Ekspor Lobster dari Pangandaran ke Jepang Tinggal Kenangan

BERITA PANGANDARAN, ruber.id – Ekspor lobster dari hasil tangkapan di laut Pangandaran ke Jepang tinggal kenangan. Karena laut Pangandaran tidak lagi memiliki sumber daya alam lobster.

Susi mengaku, sejak tahun 1983 hingga tahun 2000 dirinya menjadi pedagang bakul ikan dan bisa ekspor lobster ke luar negara.

Pasar yang menerima ekspor lobster dari Indonesia itu adalah negara Jepang. Sekitar 80% lobster yang dikirim dari laut Pangandaran.

“Sekitar tahun 2000 kami merasakan lobster mulai langka. Setelah saya jadi Menteri KKP tahun 2014 baru tahu kalau ada yang menjalankan bisnis baby lobster,” kata Susi.
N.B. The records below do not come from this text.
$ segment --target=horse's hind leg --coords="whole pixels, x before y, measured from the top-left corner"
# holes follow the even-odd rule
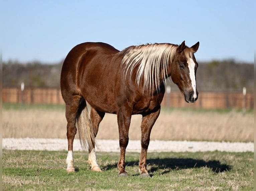
[[[68,122],[67,135],[68,145],[68,151],[66,162],[67,164],[67,171],[68,172],[75,171],[73,158],[73,143],[77,133],[76,123],[81,100],[81,96],[73,96],[72,99],[66,102],[66,118]]]
[[[105,113],[98,111],[95,110],[94,108],[91,107],[91,120],[93,125],[95,138],[99,130],[99,125],[100,123],[103,119]],[[89,150],[89,156],[88,161],[92,167],[93,171],[101,171],[100,168],[97,163],[97,159],[95,153],[95,144],[93,141],[93,147],[94,148]]]

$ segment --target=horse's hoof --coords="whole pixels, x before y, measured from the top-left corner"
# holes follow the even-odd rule
[[[119,173],[118,174],[118,176],[119,177],[128,176],[128,174],[126,172],[124,172]]]
[[[75,170],[74,168],[69,168],[67,169],[67,171],[68,173],[70,173],[71,172],[75,172]]]
[[[148,173],[142,173],[140,174],[141,177],[150,177],[150,175]]]
[[[92,168],[91,169],[92,171],[95,171],[96,172],[101,172],[101,168],[98,166],[95,166]]]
Dulu kata Susi, nelayan bisa mendapat lobster membawa menggunakan sepeda motor dengan keuntungan Rp7 juta hingga Rp10 juta.

“Satu orang bakul ikan, dulu bisa mendapat lobster 3 kwintal. Jika dijadikan uang menjadi Rp30 juta hingga Rp40 juta,” sebutnya.
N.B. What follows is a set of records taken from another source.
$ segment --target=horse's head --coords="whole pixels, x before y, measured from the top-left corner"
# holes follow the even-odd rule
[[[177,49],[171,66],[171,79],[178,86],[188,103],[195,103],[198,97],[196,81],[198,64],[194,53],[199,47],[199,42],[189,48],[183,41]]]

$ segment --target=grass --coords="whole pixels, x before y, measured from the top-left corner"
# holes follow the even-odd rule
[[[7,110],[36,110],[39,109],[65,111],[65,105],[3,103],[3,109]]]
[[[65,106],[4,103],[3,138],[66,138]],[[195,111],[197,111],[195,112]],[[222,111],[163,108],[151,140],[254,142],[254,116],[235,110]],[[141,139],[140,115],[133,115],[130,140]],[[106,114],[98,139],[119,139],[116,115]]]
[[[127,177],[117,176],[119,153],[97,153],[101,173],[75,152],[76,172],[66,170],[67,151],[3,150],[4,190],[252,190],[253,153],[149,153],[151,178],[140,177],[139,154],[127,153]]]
Nelayan Pangandaran, kata Susi, kalau hanya untuk cari makan cukup dengan mendapat ikan. Dan kalau mau kaya, dari lobster. Uangnya dibeli rumah, sawah dan kebun.

Baca juga:  Rival Jihad Putar Haluan Dukung Juara di Pilkada Pangandaran 2020

“Kondisi normal seperti dulu mendapatkan uang dari ikan dan lobster saya rasa sulit saat ini. Karena orang dengan mudah merusak dan menjarah laut dengan begitu mudah dan seenaknya,” jelas Susi.

Susi menegaskan, lobster yang bisa dikonsumsi dan tembus ke pasar ekspor hanya dari 12 negara, Indonesia masuk pada ke 12 negara itu.

Diakuinya, melawan penangkapan dan bisnis baby lobster ibarat melawan sebuah tembok besar.

Banyak Oknum dalam Praktik Bisnis Baby Lobster

“Banyak keterlibatan oknum dalam praktik bisnis baby lobster yang menjanjikan banyak uang tersebut,” terang Susi.

Oknum tersebut ada yang dari petugas bandara, oknum dari KKP hingga oknum dari aparat Polisi.

“Karena keuntungan dalam menyelundupkan baby lobster ke Vietnam itu bisa mencapai ratusan juta dolar,” sambung Susi.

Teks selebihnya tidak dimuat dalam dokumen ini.